The world of in-house legal and cybersecurity professionals was turned upside down this week when a San Francisco jury returned a stunning verdict in a criminal case against former Uber security chief Joseph Sullivan.
Sullivan is a friend and former colleague. We worked together at eBay, when I was the company’s legal director and he worked in trust and security. I was at the courthouse on Wednesday when the jury returned its verdict.
Sullivan was found guilty of two counts stemming from a 2016 breach, in which hackers stole the personal information of 57 million Uber app users. The hackers then contacted Sullivan via email demanding a ransom. He directed them to the bug bounty program established by the company, paid them $100,000 for information regarding the security breach, then led a company-wide effort to find the hackers and fix the hole.
After discussing the matter with Founding CEO Travis Kalanick, Sullivan took advice from Uber’s in-house privacy and security attorney and concluded there was no need to report the breach to authorities. . It was a tragic mistake with wide-ranging and serious implications for top lawyers and compliance and cybersecurity leaders in the business world.
Uber agreed in 2018 to pay $148 million to settle claims across the country related to the breach.
Now, Sullivan has been convicted of two counts — obstructing a government investigation and concealing the theft of personal data — which carry a maximum sentence of eight years in prison. Although he is likely to get a much lesser sentence, the conviction highlights the very real personal consequences that business executives face if hacks are not handled properly.
Subscribe to our Corporate lawyer newsletterfeaturing the news the General Counsel needs from Bloomberg Law.
It’s not just the data and privacy crowd that should pay attention. Now is the time for the General Counsel to bring the internal privacy, legal, and security leaders together in a room for a chat.
First, don’t be like Uber. Leaders must make a clear commitment that what happened in this case will not happen again in your company.
Sullivan had little support in making the decision to report and was let go by the company as the investigation unfolded, a fact that baffled the cybersecurity community. Kalanick, long gone from Uber, took no responsibility for the decision. Former Uber General Counsel Salle Yoo testified that she was unaware of this major flaw at the time, even though members of the legal team were working on the matter and many engineers were hired to fix the security flaw.
Craig Clark, the attorney for Uber who told Sullivan he didn’t have to report the violation, made an agreement from prosecutors. He got immunity in exchange for testifying against Sullivan.
Not to mention current Uber CEO Dara Khosrowshahi. Keen to show a clean break from Uber’s troubled ethical past with “Uber 2.0,” Khosrowshahi was only too happy to make an example of Sullivan by firing him and to show up at trial to testify.
It’s no wonder that in-house lawyers and cyber executives are extremely nervous about how they’ll be supported if they’re wrong, especially since there’s no clear guidance on how. scope of the network that prosecutors and regulators can launch following a hack.
There is comfort and better decision-making in the process and collaborative thinking. CGs should quickly establish a thorough process to follow in the wake of future breaches.
This process should involve all key players, including the General Counsel, Chief Compliance Officer, Chief Security Officer, and (for major breaches) even the CEO and Board of Directors. An outside attorney should also be consulted. All parties should be aware of how regulators and juries are likely to react to decisions to cover up material breaches, in a new business environment where secrets are frowned upon and transparency around consumer data is increasingly important. more expected.
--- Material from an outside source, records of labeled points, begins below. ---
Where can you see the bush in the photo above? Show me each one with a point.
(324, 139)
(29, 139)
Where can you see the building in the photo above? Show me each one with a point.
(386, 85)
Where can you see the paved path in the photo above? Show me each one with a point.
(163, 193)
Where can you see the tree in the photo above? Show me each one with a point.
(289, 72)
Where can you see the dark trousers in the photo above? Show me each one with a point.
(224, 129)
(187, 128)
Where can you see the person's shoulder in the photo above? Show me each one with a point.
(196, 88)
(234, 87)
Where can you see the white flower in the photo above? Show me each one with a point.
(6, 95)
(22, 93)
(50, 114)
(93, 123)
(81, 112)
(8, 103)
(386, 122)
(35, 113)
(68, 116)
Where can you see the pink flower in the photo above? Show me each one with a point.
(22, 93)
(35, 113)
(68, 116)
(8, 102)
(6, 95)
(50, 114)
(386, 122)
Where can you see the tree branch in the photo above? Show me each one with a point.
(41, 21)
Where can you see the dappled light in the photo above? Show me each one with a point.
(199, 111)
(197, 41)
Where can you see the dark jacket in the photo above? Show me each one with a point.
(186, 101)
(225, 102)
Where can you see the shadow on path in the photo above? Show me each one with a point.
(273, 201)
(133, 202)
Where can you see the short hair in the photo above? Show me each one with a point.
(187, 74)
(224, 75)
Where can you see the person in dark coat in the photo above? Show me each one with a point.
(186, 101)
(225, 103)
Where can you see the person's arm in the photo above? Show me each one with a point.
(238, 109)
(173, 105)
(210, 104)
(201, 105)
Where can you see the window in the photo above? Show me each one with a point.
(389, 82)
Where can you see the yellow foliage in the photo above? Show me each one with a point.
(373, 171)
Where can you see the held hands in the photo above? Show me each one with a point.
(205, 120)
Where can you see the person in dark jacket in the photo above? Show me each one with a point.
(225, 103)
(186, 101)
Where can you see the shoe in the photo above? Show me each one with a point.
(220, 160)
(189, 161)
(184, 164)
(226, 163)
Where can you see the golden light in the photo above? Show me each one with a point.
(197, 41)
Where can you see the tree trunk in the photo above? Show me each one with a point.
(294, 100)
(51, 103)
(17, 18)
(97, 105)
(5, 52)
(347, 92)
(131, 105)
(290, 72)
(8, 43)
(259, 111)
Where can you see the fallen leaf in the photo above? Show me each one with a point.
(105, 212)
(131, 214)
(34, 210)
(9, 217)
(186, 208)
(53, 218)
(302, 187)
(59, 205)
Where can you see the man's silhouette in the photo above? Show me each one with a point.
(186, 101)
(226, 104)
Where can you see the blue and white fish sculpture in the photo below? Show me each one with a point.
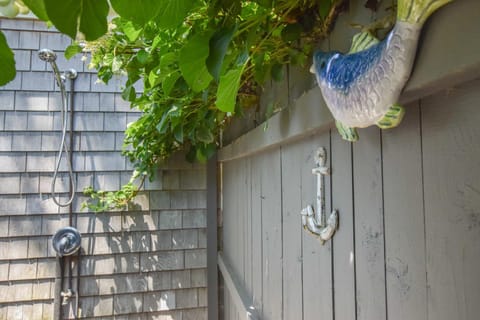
(361, 88)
All relevant officers must ensure that they are designated as officers entitled to coverage under the company’s directors’ and officers’ liability insurance plan.
For GCs, now is the time to revisit your company’s bug bounty program and practices. These programs are now widely and frequently used by businesses of all sizes to compensate people who report bugs related to security flaws and vulnerabilities.
The problem is that payouts under these programs often come with nondisclosure agreements that silence the party that reported the bug for the company. Prosecutors in the Sullivan case said Uber’s use of such an agreement showed it was trying to cover up the breach.
After Sullivan’s sentencing, companies are likely to take a closer look at whether disclosure is prudent for each new bug report.
It will be interesting to watch the post-trial motions and the appeal in the Sullivan case.
Like many others, I believe it is the company’s decision to report a violation, not a decision that should be made by one person. As such, any criminal case for failure to report such violations should be aimed at companies, not individual executives. If Uber could have turned to an established process that carefully engaged a wide variety of stakeholders following the breach, this case might not have targeted Sullivan, or might not have happened at all. .
In the meantime, a cloud hangs over the profession and may cause some of the best and brightest in the field to think twice before accepting a top internal security position. Sullivan is a former prosecutor who has won awards from law enforcement for his work fighting internet crime over the past two decades. his conviction now weighs heavily in the world of cybersecurity.
Rob Chestnut is the former General Counsel and Chief Ethics Officer at Airbnb. He spent more than a decade as a Justice Department prosecutor and later oversaw US legal operations at eBay. The author of “Intentional Integrity: How Smart Companies Can Lead an Ethical Revolution,” Rob is a consultant on legal and ethical issues.